Bonnie lay down, curled in a ball. “It’s so hard, Benny. It’s like I’m cold all the time. I’m living in darkness and I don’t know how to find my way out of it. You’re my only light, and as much as I love you, that’s not always enough. I don’t want to be so alone.”
Ben trembled. He hated it when Bonnie got like this. It scared him. He’d told his parents before, but Mom acted like it was nothing. Dad yelled.
Getting off the floor, Ben crawled into bed with his sister. She wrapped her arms around him, and he let her.
“I don’t want to be alone.”
“You’re not. You have me.”
“I don’t have anyone. I just want to be loved.”
“You have me,” he added again.
He felt the wetness of Bonnie’s tears on his face. He hated it when she cried. When she felt so alone. Ben just wanted to make it better. He wanted his sister to be happy.
The more she cried, he started to cry too. It wasn’t fair. None of it was fair.
He looked down at the scar on her thigh. She wore short-shorts today, which meant she really didn’t care. She wasn’t trying to hide the cuts she had engraved into her own skin.
“Help me, Benny,” she whispered, pulling him closer, hugging him tighter. “Help me make it go away.
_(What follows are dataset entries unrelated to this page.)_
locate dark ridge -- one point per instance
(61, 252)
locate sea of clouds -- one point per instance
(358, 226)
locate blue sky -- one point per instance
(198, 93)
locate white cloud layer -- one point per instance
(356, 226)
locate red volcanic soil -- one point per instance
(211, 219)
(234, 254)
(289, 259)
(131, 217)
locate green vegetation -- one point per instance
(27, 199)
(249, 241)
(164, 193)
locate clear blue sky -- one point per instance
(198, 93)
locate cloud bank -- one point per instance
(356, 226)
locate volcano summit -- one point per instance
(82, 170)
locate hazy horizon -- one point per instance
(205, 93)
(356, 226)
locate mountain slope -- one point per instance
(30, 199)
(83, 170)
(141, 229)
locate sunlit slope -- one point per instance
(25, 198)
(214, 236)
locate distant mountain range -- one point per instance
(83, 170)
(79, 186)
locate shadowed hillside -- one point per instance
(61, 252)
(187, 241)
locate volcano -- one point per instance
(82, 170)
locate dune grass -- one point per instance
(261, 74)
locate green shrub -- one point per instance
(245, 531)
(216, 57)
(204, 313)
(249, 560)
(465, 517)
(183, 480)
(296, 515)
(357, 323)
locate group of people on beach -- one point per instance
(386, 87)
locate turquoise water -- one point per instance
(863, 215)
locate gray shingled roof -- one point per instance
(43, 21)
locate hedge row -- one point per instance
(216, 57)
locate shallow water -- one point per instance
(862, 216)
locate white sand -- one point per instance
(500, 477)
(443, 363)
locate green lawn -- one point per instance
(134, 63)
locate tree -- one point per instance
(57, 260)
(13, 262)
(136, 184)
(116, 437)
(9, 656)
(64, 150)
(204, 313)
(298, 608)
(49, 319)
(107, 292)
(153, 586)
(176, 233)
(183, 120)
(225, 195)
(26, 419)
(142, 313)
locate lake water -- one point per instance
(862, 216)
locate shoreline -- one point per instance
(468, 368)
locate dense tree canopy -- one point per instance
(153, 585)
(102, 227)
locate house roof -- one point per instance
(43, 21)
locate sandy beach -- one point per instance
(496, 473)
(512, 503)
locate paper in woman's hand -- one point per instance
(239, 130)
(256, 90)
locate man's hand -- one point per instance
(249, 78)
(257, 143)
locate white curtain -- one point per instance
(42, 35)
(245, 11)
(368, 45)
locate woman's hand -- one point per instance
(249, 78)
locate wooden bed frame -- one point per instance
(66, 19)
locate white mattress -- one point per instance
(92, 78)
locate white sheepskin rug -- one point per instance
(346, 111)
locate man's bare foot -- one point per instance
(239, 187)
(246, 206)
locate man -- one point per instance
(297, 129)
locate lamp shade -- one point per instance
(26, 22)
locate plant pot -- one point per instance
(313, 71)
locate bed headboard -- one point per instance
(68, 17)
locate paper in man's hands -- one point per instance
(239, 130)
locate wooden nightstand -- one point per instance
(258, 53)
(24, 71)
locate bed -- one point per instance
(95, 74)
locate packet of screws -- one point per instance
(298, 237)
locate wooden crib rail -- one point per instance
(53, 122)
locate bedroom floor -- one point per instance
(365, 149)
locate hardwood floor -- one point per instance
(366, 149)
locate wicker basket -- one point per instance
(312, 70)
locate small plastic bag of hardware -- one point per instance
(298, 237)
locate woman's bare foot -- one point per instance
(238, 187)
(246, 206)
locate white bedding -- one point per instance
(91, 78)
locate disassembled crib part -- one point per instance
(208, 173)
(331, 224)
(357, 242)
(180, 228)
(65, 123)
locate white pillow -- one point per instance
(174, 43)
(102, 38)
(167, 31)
You’re the only one who can make me feel better. Hurting makes it go away. If you love me, you’ll do it. Don’t you love me? I just want to make these feelings go away. I just want to feel loved.”
Ben’s eyes jerked open. He shoved out of the bed and grabbed his cramping stomach.
He stumbled as he rushed from his room and toward the kitchen. He knocked the phone off the table when he tried to grab it. Bending, he snatched his cell, his hands shaking the way his whole body had in the dream.
Ben needed to forget. He didn’t want to remember. Dante was the only person who could help him with that.
He slid his finger across the screen, ready to dial, when a knock came from his door.
No one should have been allowed up without the doorman calling. That meant it could only be one person. His father.
CHAPTER THIRTY-FOUR
Fire singed the edges of Ben’s painful dream, engulfing it into anger. He jerked the front door open, ready to take his anger out on the man who deserved it when... “Tristan?”
It was then that Ben realized it was light out, very light. It had to be at least late morning if not early afternoon. He’d slept for hours and hadn’t even realized it. Still, that didn’t explain seeing the man who stood at his door right now.
“Are you going to invite me in?” Tristan asked. He looked good, wearing a dark suit that fit him just right. He needed a shave, though Ben didn’t really think he needed one at all. He loved the feel of a rough face against his own. Not that he and Tristan would get that close.
“If it were me, I would have just pushed my way in.”
“I’m not you,” Tristan replied.
No, he wasn’t. Yet he was here. Tristan had never done something like this before. Ben stood aside and signaled for his friend to come in.
“Where are they?” Ben asked, closing the door. He tried to focus on the man in front of him and not the remaining memories that still fought to possess his brain.